In simple terms, the downgrade – the first since Moody’s began rating Bangladesh in 2010 – means a blow to our creditworthiness. Not only will it tarnish the country’s image abroad but it will also have tangible effects on local businesses. Businesses will likely face higher borrowing costs for loans from foreign sources, while foreign investors may be wary of the increased credit risk associated with investing in Bangladesh. The fallout may extend beyond loans and investments as well. The cost of doing business may go up as banks may increase charges for import payments, known as letters of credit (LCs). Moreover, local banks may face tougher negotiations with global lenders regarding commissions and charges for settling foreign exchange transactions.

The question is, what prompted the downgrade? Reportedly, Moody’s assessment is that Bangladesh’s heightened external vulnerability and liquidity risks are persistent, as are its institutional weaknesses. “Despite some easing, ongoing dollar scarcity and deterioration in foreign exchange reserves indicate continued pressures on Bangladesh’s external position, exacerbating imports constraints and as a result energy shortages,” it said. Additionally, the government’s failure to fully reverse import control measures and unconventional policies, such as a multiple exchange rate regime and interest rate caps, is contributing to market distortions, according to a report issued by the agency.
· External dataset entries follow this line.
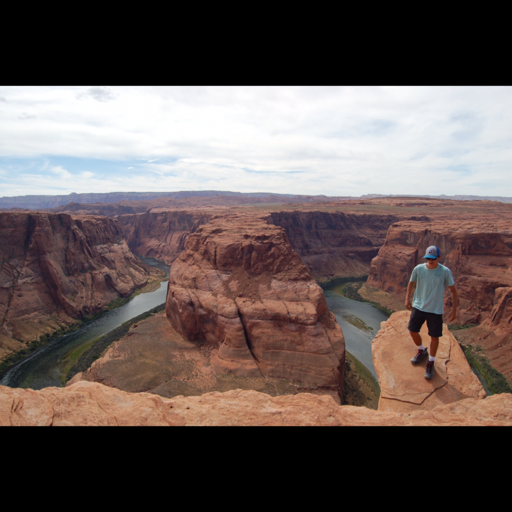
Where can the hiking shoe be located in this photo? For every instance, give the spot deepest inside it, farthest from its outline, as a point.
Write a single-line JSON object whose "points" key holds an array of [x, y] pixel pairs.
{"points": [[421, 354], [429, 372]]}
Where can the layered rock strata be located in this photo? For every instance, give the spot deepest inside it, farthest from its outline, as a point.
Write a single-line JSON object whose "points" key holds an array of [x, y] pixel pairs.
{"points": [[241, 287], [478, 252], [335, 244], [92, 404], [160, 233], [403, 386], [56, 269], [494, 334], [154, 358]]}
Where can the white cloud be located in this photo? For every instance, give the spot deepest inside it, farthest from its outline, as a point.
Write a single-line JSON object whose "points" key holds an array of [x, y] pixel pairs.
{"points": [[102, 94], [61, 172], [325, 140]]}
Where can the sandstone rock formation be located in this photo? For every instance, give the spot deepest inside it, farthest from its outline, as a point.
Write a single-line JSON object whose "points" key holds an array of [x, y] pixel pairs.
{"points": [[334, 244], [57, 268], [403, 387], [494, 334], [154, 358], [240, 287], [89, 403], [160, 233], [477, 251]]}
Persistently low revenue generation and rising interest payments have also resulted in weakening fiscal metrics, especially debt affordability.

In the coming days, there will be a lot of discussion about the downgrade and its implications. But as things stand, this is indeed a wake-up call for Bangladesh. To get back up from the downgrade or prevent further downgrades, it is imperative that the government takes this seriously and restores confidence by addressing our economic vulnerabilities through effective policy measures. The future trajectory of our economy will depend a lot on how it responds to this latest threat.